Embedding Table — A matrix where row \(i\) is the embedding for token \(i\).

Epoch — One complete pass through the entire dataset.

Epsilon (\(\epsilon\)) — A tiny number (e.g., \(10^{-5}\) or \(10^{-8}\)) added to prevent division by zero.

Exponential Moving Average — \(\text{new} = \beta \cdot \text{old} + (1-\beta) \cdot \text{current}\). Smooths a sequence of values.

Forward Pass — Computing the output from the input, step by step, creating the computation graph.

Gradient — The derivative of the loss with respect to a parameter. Tells us how to adjust the parameter to reduce the loss.

Gradient Accumulation — Summing gradient contributions from multiple paths through the graph (\(+=\) in backward).

Gradient Descent — The simplest optimizer: \(\theta \leftarrow \theta - \eta \cdot g\).

H–L

Head (Attention Head) — One independent attention mechanism operating on a subset of dimensions.

Hyperparameter — A setting chosen by the programmer (n_embd, n_head, learning_rate, etc.), not learned during training.

Inference — Using the trained model to generate new predictions, without updating parameters.
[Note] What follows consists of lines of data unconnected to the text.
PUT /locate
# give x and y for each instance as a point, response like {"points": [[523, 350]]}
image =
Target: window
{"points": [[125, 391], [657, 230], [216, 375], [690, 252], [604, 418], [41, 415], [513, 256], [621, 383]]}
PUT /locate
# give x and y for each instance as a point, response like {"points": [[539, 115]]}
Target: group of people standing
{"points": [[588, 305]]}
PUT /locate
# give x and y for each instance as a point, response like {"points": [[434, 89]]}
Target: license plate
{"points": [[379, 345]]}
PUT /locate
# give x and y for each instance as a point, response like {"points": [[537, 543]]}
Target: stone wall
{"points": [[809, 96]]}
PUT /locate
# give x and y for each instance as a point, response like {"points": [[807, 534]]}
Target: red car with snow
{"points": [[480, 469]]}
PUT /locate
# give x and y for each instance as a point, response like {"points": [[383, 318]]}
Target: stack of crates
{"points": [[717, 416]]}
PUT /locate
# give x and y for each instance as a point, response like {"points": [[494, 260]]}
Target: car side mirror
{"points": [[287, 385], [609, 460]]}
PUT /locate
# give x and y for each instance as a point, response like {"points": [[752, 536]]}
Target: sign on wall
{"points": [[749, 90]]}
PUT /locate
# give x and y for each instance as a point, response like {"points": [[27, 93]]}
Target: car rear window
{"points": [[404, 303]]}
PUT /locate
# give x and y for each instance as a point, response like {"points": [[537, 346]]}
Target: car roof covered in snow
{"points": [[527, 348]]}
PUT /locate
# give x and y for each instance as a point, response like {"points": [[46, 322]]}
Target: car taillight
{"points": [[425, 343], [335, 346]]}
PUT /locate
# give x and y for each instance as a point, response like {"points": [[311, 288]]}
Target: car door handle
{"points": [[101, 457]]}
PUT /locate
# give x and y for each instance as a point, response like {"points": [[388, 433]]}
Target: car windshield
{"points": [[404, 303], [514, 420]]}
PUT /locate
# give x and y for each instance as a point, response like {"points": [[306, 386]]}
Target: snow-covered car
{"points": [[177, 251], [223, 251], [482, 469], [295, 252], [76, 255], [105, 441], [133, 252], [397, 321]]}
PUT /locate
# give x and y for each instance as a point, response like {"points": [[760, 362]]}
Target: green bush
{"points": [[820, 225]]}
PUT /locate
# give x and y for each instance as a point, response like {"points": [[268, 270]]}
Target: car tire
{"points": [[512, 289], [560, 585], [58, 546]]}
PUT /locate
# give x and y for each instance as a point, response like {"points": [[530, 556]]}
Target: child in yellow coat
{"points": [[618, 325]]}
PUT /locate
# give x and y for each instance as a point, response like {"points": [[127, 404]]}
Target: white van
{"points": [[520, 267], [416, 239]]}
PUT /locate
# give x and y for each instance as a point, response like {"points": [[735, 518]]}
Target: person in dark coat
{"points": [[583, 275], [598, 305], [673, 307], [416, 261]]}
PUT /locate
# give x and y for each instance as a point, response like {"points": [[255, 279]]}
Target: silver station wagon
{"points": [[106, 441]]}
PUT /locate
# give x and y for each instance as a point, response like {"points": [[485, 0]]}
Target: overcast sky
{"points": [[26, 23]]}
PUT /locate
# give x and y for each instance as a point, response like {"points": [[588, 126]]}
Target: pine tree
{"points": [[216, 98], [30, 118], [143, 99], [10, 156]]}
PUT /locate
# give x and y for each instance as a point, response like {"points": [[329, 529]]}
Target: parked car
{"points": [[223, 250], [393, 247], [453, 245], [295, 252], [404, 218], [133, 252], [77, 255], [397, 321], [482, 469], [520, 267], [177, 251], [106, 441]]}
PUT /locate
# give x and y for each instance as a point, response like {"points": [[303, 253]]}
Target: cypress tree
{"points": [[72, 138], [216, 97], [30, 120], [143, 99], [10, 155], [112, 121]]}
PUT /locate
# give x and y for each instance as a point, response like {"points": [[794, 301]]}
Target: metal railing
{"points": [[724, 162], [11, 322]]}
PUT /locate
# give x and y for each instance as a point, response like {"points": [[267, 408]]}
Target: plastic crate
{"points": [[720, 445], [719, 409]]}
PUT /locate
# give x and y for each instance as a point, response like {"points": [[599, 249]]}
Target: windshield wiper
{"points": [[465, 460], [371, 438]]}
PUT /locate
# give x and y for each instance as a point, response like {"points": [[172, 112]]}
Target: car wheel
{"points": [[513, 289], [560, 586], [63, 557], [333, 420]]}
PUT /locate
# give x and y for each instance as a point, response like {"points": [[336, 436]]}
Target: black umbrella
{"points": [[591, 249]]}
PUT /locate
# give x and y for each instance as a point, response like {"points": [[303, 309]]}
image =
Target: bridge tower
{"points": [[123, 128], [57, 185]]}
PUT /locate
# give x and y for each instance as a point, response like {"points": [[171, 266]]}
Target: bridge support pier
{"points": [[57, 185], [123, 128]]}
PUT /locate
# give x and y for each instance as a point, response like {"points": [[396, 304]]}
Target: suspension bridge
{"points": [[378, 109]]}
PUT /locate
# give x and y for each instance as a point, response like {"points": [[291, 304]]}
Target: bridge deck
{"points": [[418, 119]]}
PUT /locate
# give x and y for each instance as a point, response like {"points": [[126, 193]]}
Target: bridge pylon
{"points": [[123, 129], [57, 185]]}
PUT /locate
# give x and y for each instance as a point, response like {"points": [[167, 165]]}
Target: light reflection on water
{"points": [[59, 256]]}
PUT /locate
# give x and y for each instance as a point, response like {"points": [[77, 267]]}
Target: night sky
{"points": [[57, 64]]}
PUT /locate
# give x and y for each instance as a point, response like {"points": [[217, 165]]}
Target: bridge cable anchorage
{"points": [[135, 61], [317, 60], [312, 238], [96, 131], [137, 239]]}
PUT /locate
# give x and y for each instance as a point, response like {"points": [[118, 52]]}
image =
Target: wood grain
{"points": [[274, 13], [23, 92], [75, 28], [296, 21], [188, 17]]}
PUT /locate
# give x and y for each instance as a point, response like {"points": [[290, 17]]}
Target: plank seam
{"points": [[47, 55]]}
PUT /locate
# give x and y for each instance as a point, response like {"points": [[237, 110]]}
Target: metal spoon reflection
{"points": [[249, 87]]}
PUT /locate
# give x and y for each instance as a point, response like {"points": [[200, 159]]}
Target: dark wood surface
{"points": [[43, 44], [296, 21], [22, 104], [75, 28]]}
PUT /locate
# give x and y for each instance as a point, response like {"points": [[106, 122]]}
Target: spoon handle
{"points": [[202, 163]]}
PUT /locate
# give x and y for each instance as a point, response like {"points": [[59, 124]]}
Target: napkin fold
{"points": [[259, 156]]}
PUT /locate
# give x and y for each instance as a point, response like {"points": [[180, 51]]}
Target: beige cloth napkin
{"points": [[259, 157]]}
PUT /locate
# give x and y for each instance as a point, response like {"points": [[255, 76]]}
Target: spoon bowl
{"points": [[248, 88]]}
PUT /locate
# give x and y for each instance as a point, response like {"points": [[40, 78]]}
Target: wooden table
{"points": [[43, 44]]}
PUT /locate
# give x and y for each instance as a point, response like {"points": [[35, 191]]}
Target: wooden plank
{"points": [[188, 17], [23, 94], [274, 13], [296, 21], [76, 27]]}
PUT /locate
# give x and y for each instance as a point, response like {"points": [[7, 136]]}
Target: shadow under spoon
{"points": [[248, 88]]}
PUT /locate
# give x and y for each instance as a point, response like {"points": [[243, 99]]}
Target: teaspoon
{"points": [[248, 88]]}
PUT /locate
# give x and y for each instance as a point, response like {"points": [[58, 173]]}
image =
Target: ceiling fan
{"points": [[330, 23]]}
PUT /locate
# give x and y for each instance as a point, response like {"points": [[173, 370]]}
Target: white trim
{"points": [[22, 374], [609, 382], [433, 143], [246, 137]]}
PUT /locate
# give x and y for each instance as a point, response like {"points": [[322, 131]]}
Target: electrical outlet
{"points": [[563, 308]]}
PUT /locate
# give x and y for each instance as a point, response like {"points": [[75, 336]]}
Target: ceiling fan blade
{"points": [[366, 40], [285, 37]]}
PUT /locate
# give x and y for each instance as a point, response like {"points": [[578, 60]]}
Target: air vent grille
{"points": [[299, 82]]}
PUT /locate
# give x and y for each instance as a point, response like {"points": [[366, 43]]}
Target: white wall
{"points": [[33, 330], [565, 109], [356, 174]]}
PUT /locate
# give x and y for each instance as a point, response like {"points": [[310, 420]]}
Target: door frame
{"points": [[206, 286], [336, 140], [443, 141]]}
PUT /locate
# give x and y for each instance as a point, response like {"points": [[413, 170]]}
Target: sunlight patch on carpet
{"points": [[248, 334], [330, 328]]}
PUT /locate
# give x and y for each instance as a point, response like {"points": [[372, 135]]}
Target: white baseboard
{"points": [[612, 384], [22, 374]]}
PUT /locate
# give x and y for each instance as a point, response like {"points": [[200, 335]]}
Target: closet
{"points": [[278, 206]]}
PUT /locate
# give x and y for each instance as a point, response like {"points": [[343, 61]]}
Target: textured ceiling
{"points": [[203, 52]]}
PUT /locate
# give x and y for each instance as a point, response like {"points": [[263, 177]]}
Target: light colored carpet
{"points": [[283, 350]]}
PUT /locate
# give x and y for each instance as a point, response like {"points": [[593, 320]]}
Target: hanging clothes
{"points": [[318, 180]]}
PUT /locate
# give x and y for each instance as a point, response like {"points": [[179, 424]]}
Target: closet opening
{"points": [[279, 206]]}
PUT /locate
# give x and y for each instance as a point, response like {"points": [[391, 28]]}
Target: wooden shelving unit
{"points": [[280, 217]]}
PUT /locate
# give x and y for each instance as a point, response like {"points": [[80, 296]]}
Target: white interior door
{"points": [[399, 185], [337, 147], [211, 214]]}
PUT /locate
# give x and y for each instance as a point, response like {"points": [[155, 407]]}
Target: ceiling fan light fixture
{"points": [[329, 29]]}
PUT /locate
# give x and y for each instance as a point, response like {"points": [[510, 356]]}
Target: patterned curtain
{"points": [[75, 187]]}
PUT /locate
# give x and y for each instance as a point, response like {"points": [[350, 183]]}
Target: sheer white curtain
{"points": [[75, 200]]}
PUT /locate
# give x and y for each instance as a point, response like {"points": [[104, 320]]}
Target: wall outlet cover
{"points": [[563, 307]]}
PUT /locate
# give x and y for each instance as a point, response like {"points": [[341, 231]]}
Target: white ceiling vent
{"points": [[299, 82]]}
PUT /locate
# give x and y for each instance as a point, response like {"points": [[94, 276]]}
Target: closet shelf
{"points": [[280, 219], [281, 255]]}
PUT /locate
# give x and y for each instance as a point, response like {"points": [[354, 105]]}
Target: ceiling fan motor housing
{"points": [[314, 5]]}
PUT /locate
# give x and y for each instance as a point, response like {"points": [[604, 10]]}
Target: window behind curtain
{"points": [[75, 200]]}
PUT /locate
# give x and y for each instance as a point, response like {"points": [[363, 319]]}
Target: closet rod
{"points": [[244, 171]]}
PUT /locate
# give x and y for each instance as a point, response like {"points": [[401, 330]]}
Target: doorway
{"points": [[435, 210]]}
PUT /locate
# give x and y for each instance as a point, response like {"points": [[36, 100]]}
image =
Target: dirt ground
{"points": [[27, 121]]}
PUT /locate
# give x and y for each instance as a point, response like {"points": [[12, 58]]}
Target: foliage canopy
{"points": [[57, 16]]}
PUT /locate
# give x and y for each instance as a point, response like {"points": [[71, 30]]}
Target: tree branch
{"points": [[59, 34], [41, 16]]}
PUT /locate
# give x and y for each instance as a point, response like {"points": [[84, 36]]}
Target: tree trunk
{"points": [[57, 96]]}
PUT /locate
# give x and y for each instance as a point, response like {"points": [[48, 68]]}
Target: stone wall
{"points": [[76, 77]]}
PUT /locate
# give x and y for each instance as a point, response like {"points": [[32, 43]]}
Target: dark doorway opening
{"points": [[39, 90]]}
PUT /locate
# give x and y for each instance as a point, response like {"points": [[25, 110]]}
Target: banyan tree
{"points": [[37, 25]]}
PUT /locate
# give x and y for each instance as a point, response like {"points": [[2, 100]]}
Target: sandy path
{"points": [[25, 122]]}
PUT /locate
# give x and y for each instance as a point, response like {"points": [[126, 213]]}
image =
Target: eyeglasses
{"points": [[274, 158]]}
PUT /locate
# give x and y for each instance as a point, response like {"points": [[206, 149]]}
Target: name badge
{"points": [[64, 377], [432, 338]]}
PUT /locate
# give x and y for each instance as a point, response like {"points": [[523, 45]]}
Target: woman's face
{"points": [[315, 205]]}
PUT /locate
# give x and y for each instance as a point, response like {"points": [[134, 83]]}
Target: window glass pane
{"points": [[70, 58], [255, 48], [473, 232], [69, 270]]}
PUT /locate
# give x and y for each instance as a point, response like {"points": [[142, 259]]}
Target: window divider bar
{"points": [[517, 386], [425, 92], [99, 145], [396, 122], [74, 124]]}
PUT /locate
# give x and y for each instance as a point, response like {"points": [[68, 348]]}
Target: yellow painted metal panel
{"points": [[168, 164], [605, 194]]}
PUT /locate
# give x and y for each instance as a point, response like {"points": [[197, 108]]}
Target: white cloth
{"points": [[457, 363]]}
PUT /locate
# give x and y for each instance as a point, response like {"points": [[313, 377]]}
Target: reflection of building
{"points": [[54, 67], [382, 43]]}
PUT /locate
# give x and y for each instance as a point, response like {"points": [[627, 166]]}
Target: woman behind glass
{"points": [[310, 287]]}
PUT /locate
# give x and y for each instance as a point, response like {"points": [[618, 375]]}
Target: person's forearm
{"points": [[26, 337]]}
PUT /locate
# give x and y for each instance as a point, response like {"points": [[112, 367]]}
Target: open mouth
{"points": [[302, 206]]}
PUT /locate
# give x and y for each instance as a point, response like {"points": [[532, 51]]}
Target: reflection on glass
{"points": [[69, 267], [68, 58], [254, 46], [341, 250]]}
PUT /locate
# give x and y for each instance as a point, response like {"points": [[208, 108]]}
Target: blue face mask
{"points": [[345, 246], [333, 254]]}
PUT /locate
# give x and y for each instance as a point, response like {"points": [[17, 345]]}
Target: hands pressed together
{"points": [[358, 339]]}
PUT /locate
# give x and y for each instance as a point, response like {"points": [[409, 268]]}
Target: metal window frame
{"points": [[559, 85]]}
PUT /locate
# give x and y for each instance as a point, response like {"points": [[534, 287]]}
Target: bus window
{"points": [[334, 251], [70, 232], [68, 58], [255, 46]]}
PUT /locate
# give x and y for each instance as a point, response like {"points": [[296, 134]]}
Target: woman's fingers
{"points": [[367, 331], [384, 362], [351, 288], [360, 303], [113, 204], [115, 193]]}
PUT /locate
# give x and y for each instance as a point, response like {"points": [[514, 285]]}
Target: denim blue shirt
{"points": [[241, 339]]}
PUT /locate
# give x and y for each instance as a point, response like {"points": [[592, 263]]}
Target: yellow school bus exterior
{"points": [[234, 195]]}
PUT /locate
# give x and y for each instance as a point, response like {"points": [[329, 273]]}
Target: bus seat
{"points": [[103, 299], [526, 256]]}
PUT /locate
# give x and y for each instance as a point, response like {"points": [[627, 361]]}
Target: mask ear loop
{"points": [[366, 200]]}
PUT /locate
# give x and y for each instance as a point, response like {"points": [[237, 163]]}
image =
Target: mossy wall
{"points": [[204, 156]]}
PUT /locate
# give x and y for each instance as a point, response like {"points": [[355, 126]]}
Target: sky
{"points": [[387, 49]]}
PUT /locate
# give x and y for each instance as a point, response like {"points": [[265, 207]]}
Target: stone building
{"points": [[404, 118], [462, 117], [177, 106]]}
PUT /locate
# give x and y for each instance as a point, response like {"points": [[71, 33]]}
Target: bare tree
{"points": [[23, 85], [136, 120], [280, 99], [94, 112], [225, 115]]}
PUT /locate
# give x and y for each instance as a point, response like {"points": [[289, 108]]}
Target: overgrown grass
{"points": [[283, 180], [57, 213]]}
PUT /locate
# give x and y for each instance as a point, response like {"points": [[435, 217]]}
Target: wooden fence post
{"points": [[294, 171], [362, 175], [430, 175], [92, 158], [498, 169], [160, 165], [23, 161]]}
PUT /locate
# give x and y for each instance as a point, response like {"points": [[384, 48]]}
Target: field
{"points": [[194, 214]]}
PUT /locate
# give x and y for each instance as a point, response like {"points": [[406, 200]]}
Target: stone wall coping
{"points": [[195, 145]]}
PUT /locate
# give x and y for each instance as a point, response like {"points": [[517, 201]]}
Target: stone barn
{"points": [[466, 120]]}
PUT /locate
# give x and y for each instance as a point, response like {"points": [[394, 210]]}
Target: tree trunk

KV Cache — Storing keys and values from previous tokens to avoid recomputation during generation.

Layer — One complete attention+MLP block in the Transformer (microgpt.py has 1 layer).

Learning Rate — Step size for parameter updates. Controls how much parameters change each step.

Linear Layer — Matrix multiplication: \(y = Wx\). Mixes and recombines information.

Local Gradient — The derivative of a single operation with respect to its immediate input.

Logits — Raw, unnormalized scores output by the model before softmax.

Loss — A single number measuring how wrong the model's predictions were. Lower is better.

M–P

MLP (Multi-Layer Perceptron) — A two-layer feedforward network with a non-linear activation in between. Expand → Activate → Compress.

Momentum — A running average of past gradients, used in Adam to smooth out noisy updates.

Multi-Head Attention — Running multiple attention heads in parallel, each on a subset of dimensions, then concatenating results.

Normalization — Scaling values to have consistent magnitude. Prevents numerical instability.

Output Projection — A linear layer applied after multi-head attention to mix the concatenated head outputs.

Parameters — The learnable numbers in the model. Start random, get tuned during training.

Position Embedding — A vector encoding a token's position in the sequence.

Pre-normalization — Applying normalization before (not after) each block. Used in microgpt.py.

Probability Distribution — A list of non-negative numbers that sum to 1.

Q–S

Query (Q) — In attention: "What am I looking for?" The current token's search vector.

Key (K) — In attention: "What do I offer?" Each token's advertisement vector.

Value (V) — In attention: "Here's my content." The actual information a token provides.

ReLU — Rectified Linear Unit: \(\max(0, x)\). A simple activation function.

Residual Connection — Adding the input back to the output: \(y = x + f(x)\).

RMSNorm — Root Mean Square Normalization: \(x / \sqrt{\text{mean}(x^2)}\).

Sampling — Randomly choosing the next token based on the probability distribution.

Scaled Attention — Dividing attention scores by \(\sqrt{d_k}\) to prevent softmax saturation.

Sequence — An ordered list of tokens.

Softmax — Function that converts logits to probabilities: \(e^{x_i} / \sum_j e^{x_j}\).

State Dict — A dictionary mapping parameter names to weight matrices.

T–Z

Temperature — A scalar that controls randomness during generation. Low = deterministic, high = creative.

Token — The smallest unit the model processes. In microgpt.py: individual characters.

Tokenizer — The system that converts between text and token IDs.

Topological Sort — Ordering graph nodes so children always come before parents. Needed for backward pass.

Training — The process of iteratively adjusting parameters to minimize loss.

Training Step — One complete forward → loss → backward → update cycle.

Transformer — The architecture: attention + MLP + residual connections + normalization.

Vocabulary — The complete set of all possible tokens (27 in microgpt.py).

Vocab Size — The number of unique tokens (27 = 26 letters + BOS).

Weight Matrix — A 2D grid of learnable parameters used in linear transformations.